En réaction à la question relative à l’insuffisance des antennes de l’ABFN qui a en charge la sauvegarde du fleuve Niger, ses affluents, leurs bassins versants sur le fleuve Niger, le directeur adjoint Moussa Diamoye a expliqué qu’après la fermeture de l’antenne de Kangaba, seules celles de Mopti et de Gao sont opérationnelles. Il a annoncé la prochaine réouverture de l’antenne de Kangaba où les populations se refusent à consommer le poisson du fleuve à cause du niveau élevé de pollution chimique dû à l’utilisation du cyanure dans les activités d’orpaillage. Le directeur général adjoint a expliqué qu’à Kangaba, la qualité de l’eau est fortement entamée par des activités liées à l’orpaillage. « Ces activités contribuent à polluer le fleuve », a-t-il expliqué, ajoutant que « la pollution n’a pas de frontière, si on pollue à Kangaba, la pollution ne s’y arrêtera, elle coulera jusqu’à Bamako, et même au-delà, à Gao ».
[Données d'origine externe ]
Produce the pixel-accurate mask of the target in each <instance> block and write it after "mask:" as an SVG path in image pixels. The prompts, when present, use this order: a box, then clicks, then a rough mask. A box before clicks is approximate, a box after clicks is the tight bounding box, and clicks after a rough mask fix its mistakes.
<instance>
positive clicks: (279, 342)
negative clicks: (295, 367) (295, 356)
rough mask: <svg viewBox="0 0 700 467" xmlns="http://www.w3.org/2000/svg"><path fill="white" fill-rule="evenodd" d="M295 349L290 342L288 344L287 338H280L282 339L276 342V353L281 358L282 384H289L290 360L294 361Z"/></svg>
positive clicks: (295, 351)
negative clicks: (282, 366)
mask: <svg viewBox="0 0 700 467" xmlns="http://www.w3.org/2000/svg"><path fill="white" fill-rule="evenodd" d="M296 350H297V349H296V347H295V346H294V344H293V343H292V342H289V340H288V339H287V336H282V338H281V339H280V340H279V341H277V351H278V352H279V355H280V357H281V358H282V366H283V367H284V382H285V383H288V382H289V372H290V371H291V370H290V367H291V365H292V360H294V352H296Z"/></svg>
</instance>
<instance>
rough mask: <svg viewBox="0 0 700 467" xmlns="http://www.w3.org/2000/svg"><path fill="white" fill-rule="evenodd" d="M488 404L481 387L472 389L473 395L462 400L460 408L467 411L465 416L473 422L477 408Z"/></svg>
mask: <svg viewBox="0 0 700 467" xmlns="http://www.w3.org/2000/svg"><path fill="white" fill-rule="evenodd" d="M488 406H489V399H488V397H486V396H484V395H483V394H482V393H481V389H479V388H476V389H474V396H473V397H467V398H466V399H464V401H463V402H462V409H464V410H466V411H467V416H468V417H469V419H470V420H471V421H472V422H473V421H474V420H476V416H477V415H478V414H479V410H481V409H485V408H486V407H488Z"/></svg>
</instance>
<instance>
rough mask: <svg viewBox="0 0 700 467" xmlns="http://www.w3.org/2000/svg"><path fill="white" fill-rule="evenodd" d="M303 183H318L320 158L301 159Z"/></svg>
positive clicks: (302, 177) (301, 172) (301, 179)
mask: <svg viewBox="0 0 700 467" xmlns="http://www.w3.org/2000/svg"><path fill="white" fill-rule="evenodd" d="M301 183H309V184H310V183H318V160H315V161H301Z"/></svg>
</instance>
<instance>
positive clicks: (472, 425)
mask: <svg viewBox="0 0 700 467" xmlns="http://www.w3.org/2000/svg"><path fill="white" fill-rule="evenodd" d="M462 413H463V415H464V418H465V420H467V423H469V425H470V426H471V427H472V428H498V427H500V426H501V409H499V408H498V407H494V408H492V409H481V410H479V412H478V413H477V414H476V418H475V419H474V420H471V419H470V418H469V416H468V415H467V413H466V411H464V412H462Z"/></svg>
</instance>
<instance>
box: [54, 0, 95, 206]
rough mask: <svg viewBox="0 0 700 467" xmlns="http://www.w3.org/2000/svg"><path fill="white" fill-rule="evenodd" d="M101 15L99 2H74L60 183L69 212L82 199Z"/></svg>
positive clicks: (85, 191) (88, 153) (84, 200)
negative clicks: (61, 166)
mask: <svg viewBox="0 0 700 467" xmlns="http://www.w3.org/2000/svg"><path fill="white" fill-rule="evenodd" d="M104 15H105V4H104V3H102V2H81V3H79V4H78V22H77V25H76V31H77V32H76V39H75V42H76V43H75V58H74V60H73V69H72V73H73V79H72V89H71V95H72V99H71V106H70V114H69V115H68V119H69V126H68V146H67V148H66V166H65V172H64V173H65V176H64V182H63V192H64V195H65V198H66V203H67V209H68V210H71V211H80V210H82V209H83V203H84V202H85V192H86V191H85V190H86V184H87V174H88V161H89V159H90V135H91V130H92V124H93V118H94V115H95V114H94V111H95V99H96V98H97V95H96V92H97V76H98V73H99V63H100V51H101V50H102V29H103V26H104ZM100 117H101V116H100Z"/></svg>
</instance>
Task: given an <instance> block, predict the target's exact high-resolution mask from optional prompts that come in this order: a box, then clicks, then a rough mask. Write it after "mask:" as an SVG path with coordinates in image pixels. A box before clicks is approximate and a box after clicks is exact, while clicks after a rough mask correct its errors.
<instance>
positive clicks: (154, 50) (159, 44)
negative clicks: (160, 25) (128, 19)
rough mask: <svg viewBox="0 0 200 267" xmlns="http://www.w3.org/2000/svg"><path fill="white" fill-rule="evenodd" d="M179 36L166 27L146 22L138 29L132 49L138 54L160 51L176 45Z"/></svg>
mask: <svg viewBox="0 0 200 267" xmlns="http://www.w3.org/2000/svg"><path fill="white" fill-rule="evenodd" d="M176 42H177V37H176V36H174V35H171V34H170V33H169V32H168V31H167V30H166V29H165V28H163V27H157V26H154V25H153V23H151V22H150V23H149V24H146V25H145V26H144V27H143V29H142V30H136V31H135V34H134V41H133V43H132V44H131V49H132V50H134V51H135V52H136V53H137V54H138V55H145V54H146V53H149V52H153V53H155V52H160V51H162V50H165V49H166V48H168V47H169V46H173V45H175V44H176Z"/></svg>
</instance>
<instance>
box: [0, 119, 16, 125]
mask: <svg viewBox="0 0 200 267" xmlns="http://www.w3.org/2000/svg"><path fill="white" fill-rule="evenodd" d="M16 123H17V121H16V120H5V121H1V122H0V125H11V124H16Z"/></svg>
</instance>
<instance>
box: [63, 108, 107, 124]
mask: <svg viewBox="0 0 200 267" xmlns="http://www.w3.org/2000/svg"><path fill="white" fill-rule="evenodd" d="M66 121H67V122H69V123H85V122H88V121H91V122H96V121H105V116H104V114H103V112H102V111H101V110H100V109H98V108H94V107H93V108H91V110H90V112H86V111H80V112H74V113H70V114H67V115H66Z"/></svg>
Abordant la pollution liée à la teinturerie, Moussa Diamoye a informé le public de l’existence d’un projet de l’ABFN qui va mettre à la disposition des teinturières, des infrastructures et des équipements appropriés pour cette activité. Ce projet va aussi s’employer à recueillir et dépolluer les eaux sales de la teinturerie avant qu’elles soient rejetées dans le fleuve.
Le projet de réhabilitation économique et environnementale du fleuve Niger (d’un coût de 36 milliards Fcfa), le projet de dragage du fleuve Niger sur le tronçon Nianfunké- Ansongo (53 milliards de Fcfa), le projet de dragage du fleuve Niger sur le tronçon Kankan- Bamako (120 milliards de Fcfa), le projet d’aménagement et de récupération des berges du fleuve Niger à Bamako (500 milliards de Fcfa), le projet de gestion des eaux usées artisanales dans le district de Bamako (228 600 000 de Fcfa) sont entre autres initiatives pour la sauvegarde du fleuve Niger dont la coordination sera assurée par l’ABFN.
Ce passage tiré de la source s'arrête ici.